Books Translated by Haim Watzman

by David Grossman

Grossman, one of Israel’s leading novelists, is also the author of three works of non-fiction. The Yellow Wind is a chronicle of a trip he made through the West Bank in 1987, just prior to the first Intifada. A fluent speaker of Arabic, Grossman was one of the first Israeli writers to portray the Palestinians in the territories with empathy and intimacy. Sleeping on a Wire tells of a similar trip among the Arab citizens of Israel. Death as a Way of Life is a collection of Grossman’s op-ed and journalistic pieces.

 

by Tom Segev

Segev is Israel’s most prominent non-academic historians. A talented storyteller with a penchant for upsetting conventional wisdom, he’s always worth reading. One Palestine Complete is his account of the British Mandate. The Seventh Million is his account of the relationship between the Yishuv (the Jewish community in pre-state Israel) and the Jews of Germany, during and after the Holocaust. Elvis in Jerusalem is Segev’s portrayal of the Americanization of Israeli culture–a good read, as always, but in my opinion a lesser book than his works of history.

 

by Tamar El-Or

El-Or, an anthropologist at the Hebrew University of Jerusalem, has taken as her subject religious and secular literacy among Israeli women. Doing her field work close to home, El-Or, non-religious herself but exceptionally empathetic, has produced a trilogy of works about women of different religious subcultures. Educated and Ignorant is an account of Hasidic women in Tel Aviv; Next Year I Will Know More portrays religious Zionist women at Bar-Ilan University. The third book, Reserved Seats, about Sephardi women in the Pardes Katz neighborhood of Bnei Brak, just outside Tel Aviv, is awaiting publication in English.

 

by Menachem Klein

Klein, a political scientist at Bar-Ilan University, is one of Israel’s leading experts on the Jerusalem problem and has been an adviser to Israeli negotiating teams in talks with the Palestinians.

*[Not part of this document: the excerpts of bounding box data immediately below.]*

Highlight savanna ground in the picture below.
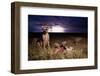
[28,33,88,60]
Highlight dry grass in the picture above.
[28,37,88,60]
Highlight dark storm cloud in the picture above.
[28,15,88,33]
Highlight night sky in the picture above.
[28,15,88,33]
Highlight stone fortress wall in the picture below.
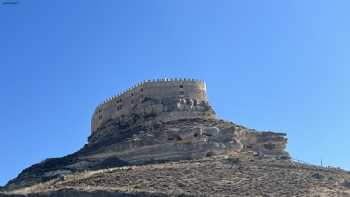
[91,78,213,133]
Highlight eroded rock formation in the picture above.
[3,79,336,196]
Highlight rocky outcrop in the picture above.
[0,153,350,197]
[2,80,300,197]
[1,119,289,189]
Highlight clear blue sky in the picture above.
[0,0,350,185]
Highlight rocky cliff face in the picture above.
[0,81,322,196]
[1,114,289,192]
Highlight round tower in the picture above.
[91,78,214,133]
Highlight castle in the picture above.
[2,79,290,192]
[91,78,214,133]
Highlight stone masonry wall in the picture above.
[91,79,208,133]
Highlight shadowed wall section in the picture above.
[91,79,215,133]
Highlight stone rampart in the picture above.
[91,79,211,133]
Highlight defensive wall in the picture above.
[91,78,211,133]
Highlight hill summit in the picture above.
[0,79,350,196]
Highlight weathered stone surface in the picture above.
[0,80,350,197]
[1,153,350,197]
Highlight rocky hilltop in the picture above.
[0,79,350,196]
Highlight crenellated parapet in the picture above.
[92,78,213,132]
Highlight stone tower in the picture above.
[91,79,215,139]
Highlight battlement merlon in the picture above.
[92,78,208,132]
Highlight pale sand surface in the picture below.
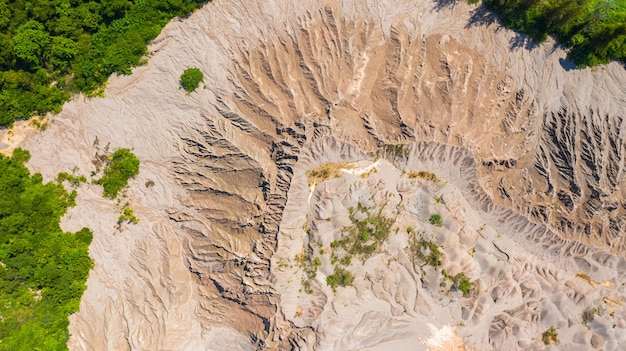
[12,0,626,350]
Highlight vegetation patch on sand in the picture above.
[96,149,139,199]
[541,326,559,345]
[180,67,204,93]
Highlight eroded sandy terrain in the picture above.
[15,0,626,350]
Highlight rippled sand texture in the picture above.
[20,0,626,350]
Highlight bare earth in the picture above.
[18,0,626,351]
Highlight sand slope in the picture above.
[18,0,626,350]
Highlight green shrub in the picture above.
[0,0,206,125]
[541,326,559,345]
[408,233,443,268]
[0,149,93,351]
[483,0,626,67]
[180,68,204,93]
[96,149,139,199]
[428,214,443,227]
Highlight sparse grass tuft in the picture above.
[404,171,441,183]
[541,326,559,345]
[331,204,395,261]
[441,269,474,297]
[428,213,443,227]
[408,232,443,268]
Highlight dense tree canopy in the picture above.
[0,0,206,125]
[484,0,626,67]
[0,149,92,351]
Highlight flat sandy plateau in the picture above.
[14,0,626,351]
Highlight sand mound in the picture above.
[19,0,626,350]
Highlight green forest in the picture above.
[0,149,93,351]
[0,0,206,125]
[483,0,626,68]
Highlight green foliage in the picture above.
[180,67,204,93]
[541,326,559,345]
[441,269,474,297]
[428,213,443,227]
[331,203,395,261]
[96,149,139,199]
[582,307,602,325]
[57,172,87,187]
[0,0,206,125]
[408,232,443,268]
[326,266,354,292]
[117,202,139,224]
[483,0,626,67]
[0,148,93,350]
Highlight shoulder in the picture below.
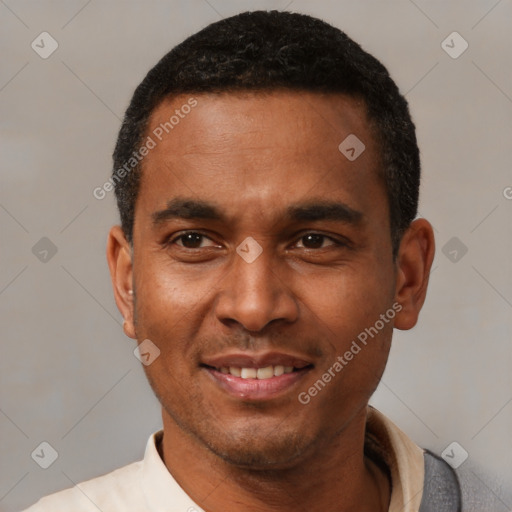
[24,461,145,512]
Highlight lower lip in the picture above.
[204,368,311,400]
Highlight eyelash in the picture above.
[165,230,349,251]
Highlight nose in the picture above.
[216,243,299,332]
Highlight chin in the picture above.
[199,427,311,470]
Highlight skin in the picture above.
[107,91,434,512]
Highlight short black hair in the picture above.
[112,10,420,256]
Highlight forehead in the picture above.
[139,91,382,225]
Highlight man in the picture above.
[23,11,461,512]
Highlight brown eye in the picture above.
[169,231,213,249]
[300,233,341,249]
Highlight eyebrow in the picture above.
[152,197,364,225]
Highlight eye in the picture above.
[299,233,344,249]
[168,231,213,249]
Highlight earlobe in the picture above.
[107,226,136,339]
[395,219,435,330]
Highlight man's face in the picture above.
[127,92,396,467]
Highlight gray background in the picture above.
[0,0,512,512]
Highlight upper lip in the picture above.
[202,352,313,368]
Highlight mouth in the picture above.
[200,354,314,401]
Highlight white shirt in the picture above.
[25,407,424,512]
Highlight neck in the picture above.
[161,409,390,512]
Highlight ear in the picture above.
[395,219,435,330]
[107,226,136,339]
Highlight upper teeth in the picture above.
[220,365,293,380]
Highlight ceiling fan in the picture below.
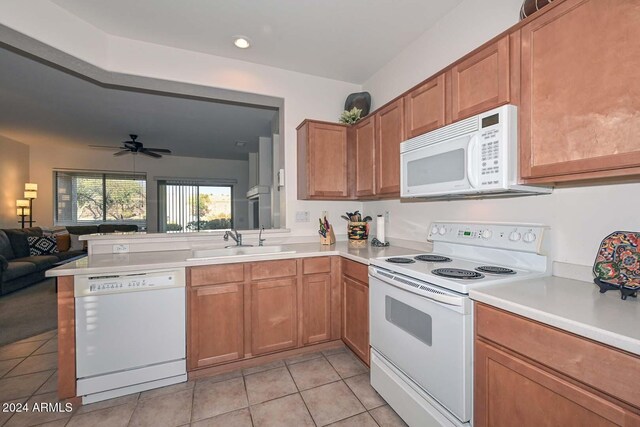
[89,134,171,159]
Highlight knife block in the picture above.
[320,227,336,245]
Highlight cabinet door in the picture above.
[251,277,298,355]
[404,73,447,139]
[519,0,640,182]
[451,36,510,122]
[375,98,404,197]
[298,121,349,199]
[302,274,331,344]
[187,283,244,369]
[342,276,369,365]
[352,116,376,197]
[474,340,638,427]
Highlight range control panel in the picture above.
[74,269,185,297]
[427,222,548,252]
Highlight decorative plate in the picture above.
[593,231,640,290]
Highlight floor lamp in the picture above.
[16,200,31,228]
[22,182,38,228]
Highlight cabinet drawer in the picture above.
[251,259,296,280]
[342,259,369,286]
[302,256,331,274]
[476,304,640,408]
[189,264,244,286]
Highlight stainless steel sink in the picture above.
[187,245,296,261]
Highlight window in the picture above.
[158,180,233,232]
[54,171,147,228]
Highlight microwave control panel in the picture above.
[479,113,503,187]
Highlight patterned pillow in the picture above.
[27,236,58,256]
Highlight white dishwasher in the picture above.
[74,268,187,404]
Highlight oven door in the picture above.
[400,133,478,197]
[369,267,473,422]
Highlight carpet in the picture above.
[0,279,58,345]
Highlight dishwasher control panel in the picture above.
[74,269,185,297]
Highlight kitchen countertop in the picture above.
[469,276,640,355]
[46,241,426,277]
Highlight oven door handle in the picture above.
[369,267,466,307]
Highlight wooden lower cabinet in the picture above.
[474,304,640,427]
[187,256,341,371]
[342,260,369,365]
[251,277,298,355]
[187,283,244,369]
[302,273,331,345]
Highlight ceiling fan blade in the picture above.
[138,148,162,159]
[145,148,171,154]
[89,145,123,150]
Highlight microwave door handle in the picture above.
[467,135,480,188]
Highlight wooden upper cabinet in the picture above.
[187,283,244,370]
[251,277,298,355]
[298,120,350,200]
[519,0,640,183]
[404,73,450,139]
[451,36,510,122]
[375,98,405,197]
[349,115,376,197]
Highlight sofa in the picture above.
[0,224,138,296]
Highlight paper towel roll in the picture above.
[376,215,386,243]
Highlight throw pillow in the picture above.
[27,236,58,256]
[53,233,71,252]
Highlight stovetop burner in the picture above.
[431,268,484,280]
[413,255,451,262]
[476,265,516,274]
[385,257,415,264]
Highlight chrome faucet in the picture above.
[223,229,242,246]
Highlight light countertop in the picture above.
[46,242,424,277]
[469,276,640,355]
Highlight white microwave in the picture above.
[400,105,551,198]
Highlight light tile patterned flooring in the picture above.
[0,331,406,427]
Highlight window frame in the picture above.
[52,169,149,230]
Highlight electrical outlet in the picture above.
[112,245,129,254]
[296,211,311,222]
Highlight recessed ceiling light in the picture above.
[233,36,251,49]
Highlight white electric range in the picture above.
[369,222,550,426]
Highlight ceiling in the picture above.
[0,48,278,160]
[52,0,462,84]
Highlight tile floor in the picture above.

Klein firmly believes that negotiation can solve all Israel’s problems with the Palestinians. I don’t always agree with his conclusions, but he speaks with authority deriving from detailed knowledge of the issues and close ties with both Israelis and Palestinians who have been involved in the peace process. Here’s my post on A Possible Peace.

 

by Hillel Cohen

Cohen, a young and talented historian, has produced a nuanced book on Palestinian collaborators with Israel during the Mandate period. His second book, which takes the same subject into Israel’s first three decades, is awaiting publication in English.

 

by Yaacov Lozowick

Lozowick amasses evidence to counter Hannah Arendt’s thesis that Eichmann and his cohorts were merely bureaucrats. He shows that they were ideologically motivated anti-Semites.

by Igal Sarna

Sarna, a journalist and novelist, is a talented writer; this book is a collection of sensitive portraits of real Israelis, most of them people who have not managed to fit into the mainstream.

 

by Oz Almog

Almog, a sociologist at the University of Haifa, provides an account and analysis of the subculture that was the standard, and standard-bearer, of Zionism and Israeli society in the country’s formative years.